I'm writing a program which will be designed to take a text file, and parse all the words into a Concordance, e.g., a sort of dictionary list of all the words sorted in order, with a total count of each word and the location of each instance of the word.

From parsing some short literary works, for example "Green Eggs and Ham" by Dr. Seuss, I have found out that pronouns and articles get a really high word count and seem to pollute the more meaningful words in the result set. Examples of such words are "I", "the", "a", "you", etc.

See this sample program result for example (just click Run and the list will appear on the right).

My question is: In order for a concordance to be of good quality and useful, should such words be removed from the result set, so that more room is left for the more meaningful words, like "box", "fox", "house", "mouse", "Sam-I-am"?

Put it in context of a larger literary work, say "Dracula" or something like that, where the word "the" or "a" could appear thousands of times, and out of context, those don't provide any useful information for reference, so it would fill pages worth of word references that nobody would really care about.

Are there any techniques that you recommend for filtering, any established standard or other such reference work?

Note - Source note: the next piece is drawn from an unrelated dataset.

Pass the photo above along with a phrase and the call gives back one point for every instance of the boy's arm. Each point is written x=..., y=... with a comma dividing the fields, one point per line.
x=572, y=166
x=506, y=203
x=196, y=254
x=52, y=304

  • Up to you, really. Depends on what you want the concordance for. For syntax, the little words are crucial; for stylistics, probly not.
    – jlawler
    Commented Jul 16, 2015 at 0:26
  • I don't know much about linguistics so I appreciate the comment. I think stylistics is what I'm mostly concerned about, as far as this type of compilation goes
    – Phrancis
    Commented Jul 16, 2015 at 0:28

2 Answers 2


There is a Shakespeare concordance online, and you can search for "the", for instance, and get every example in context. All 28,944 times. I would expect that a stylistic study could, in principle, care about the use of "the", but that might more linguistics than stylistics. You could also exclude the top 50 most-frequent non-lexical words. If you do that, you need to identify lemmata and exclude all or none of "is, am, were, be, are". It is probably best to not filter, because that limits the utility of your concordance, and anybody that cares can filter your results further (if they know how to filter).

But I would give you a totally different answer if you intended to put the concordance on paper, so it depends.

  • There are no plans to put this onto paper, it would be more of a utility tool where I can take any article, poem, book, whatever, and parse it into a concordance. Good answer and good information, thank you!
    – Phrancis
    Commented Jul 16, 2015 at 1:59

There is no rule for what should or should not be included in a concordance. Historically, most printed concordances exclude function words because they are very frequent and their meaning is rarely elucidated by reference to any one word in context. They will probably also not include many common content words not deemed significant by the compilers (e.g. go, sit, watch, etc.)

However, a modern computer-generated and computer-navigated concordances do not have any practical restrictions, so function words are more likely to be included. As result, in corpus linguistics, the term concordance has acquired a more generic meaning than it has had historically, i.e. list of all words (or strings of letters between spaces) in a text.

Nevertheless, most concordancing software will include a facility for stop words, i.e. a list of words to exclude from the index. This can be very useful for all sorts of purposes - e.g. calculating semantic density or looking for most frequent content words. Lists of commonly used stop words exist for many languages. Here's one for English: http://www.ranks.nl/stopwords.

In short, it all depends on what the purpose of your concordance is.